Amid the unveiling of a plan to cap gifts from lobbyists at $100, Columbus state Senator Josh McKoon is courting big donations from the same crowd the rule would impact.

State lawmakers are prohibited from raising campaign funds while the General Assembly is in session, so eleventh hour funders are hardly surprising, but a Sunday report from the Atlanta Journal Constitution states that the Columbus senator is “seeking thousands of dollars from the people he’s trying to put the clamps on.”

The top level of donation in the campaign fundraiser invitation is $2,500, though it does include a note stating that $5,000 is the maximum level. State law allows maximum donations of $2,500 for both primary and general election funds.

For his part, McKoon defined campaign contributions as being “fundamentally different” in nature when pitted against the gifts he is seeking to cap with the recently released ethics reform proposal, noting that donation caps already exist for campaigns but not gifts during the legislative session.

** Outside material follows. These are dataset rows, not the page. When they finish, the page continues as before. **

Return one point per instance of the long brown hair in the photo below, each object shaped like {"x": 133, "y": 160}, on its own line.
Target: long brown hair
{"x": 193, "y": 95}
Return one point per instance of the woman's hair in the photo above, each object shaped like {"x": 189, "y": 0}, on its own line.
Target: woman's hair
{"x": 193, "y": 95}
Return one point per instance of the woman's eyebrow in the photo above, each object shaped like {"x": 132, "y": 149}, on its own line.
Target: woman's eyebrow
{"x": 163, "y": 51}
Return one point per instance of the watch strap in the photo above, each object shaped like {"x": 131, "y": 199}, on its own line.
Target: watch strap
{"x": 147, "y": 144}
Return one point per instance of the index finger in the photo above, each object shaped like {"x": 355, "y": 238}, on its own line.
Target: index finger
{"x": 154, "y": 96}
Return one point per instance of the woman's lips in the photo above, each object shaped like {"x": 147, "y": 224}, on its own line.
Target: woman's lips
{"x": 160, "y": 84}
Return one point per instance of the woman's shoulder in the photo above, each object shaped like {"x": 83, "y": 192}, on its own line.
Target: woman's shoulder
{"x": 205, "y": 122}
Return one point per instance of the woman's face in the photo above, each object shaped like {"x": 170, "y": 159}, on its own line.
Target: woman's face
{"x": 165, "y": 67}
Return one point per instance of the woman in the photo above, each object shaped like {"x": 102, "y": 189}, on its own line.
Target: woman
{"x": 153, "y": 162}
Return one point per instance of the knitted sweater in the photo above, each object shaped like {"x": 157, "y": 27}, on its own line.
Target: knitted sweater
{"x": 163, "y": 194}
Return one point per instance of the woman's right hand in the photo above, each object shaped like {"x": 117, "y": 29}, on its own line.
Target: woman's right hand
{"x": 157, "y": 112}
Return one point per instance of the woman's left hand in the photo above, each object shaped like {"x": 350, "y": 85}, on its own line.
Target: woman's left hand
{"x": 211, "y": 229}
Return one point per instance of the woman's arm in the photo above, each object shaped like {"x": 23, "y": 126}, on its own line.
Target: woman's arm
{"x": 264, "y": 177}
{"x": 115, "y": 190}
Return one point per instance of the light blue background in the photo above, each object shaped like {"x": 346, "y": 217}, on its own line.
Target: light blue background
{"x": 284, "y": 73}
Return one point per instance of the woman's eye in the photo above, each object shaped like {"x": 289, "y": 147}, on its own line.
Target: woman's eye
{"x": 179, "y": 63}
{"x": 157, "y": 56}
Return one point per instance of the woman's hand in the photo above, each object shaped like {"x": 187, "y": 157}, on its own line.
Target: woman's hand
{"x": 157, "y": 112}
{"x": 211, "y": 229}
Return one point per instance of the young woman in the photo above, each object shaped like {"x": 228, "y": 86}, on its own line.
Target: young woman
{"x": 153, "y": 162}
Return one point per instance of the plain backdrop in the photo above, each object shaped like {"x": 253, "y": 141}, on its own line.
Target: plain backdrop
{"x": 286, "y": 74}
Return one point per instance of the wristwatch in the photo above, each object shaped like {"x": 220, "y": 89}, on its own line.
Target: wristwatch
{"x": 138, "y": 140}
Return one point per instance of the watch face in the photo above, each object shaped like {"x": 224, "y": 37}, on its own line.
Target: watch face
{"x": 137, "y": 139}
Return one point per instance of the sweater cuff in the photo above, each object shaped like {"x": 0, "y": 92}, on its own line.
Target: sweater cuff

“A campaign contribution assists me in delivering a political message to my constituents. A gift is something I consume for my own gratification and I think those are two different things,” he further stated.

But that logic hasn’t allowed McKoon to escape scrutiny on the topic.

Wayne Garner, a lobbyist for various interests in the state, asked him to “please explain to me how you won’t take $100 (in gifts), but you’ll take $5,000.”

Jet Toney, chair of the Georgia Professional Lobbyists Association, stated that such fundraising “speaks to inconsistencies in message.”

McKoon’s allies in his pursuit of ethics reform include a wide swath of groups, from Common Cause Georgia to Tea Party Patriots. Common Cause’s William Perry backed the senator’s explanation of the difference, dubbing campaign contributions an “expression of political will” and stating that “they are controlled in that they can’t happen during the session.”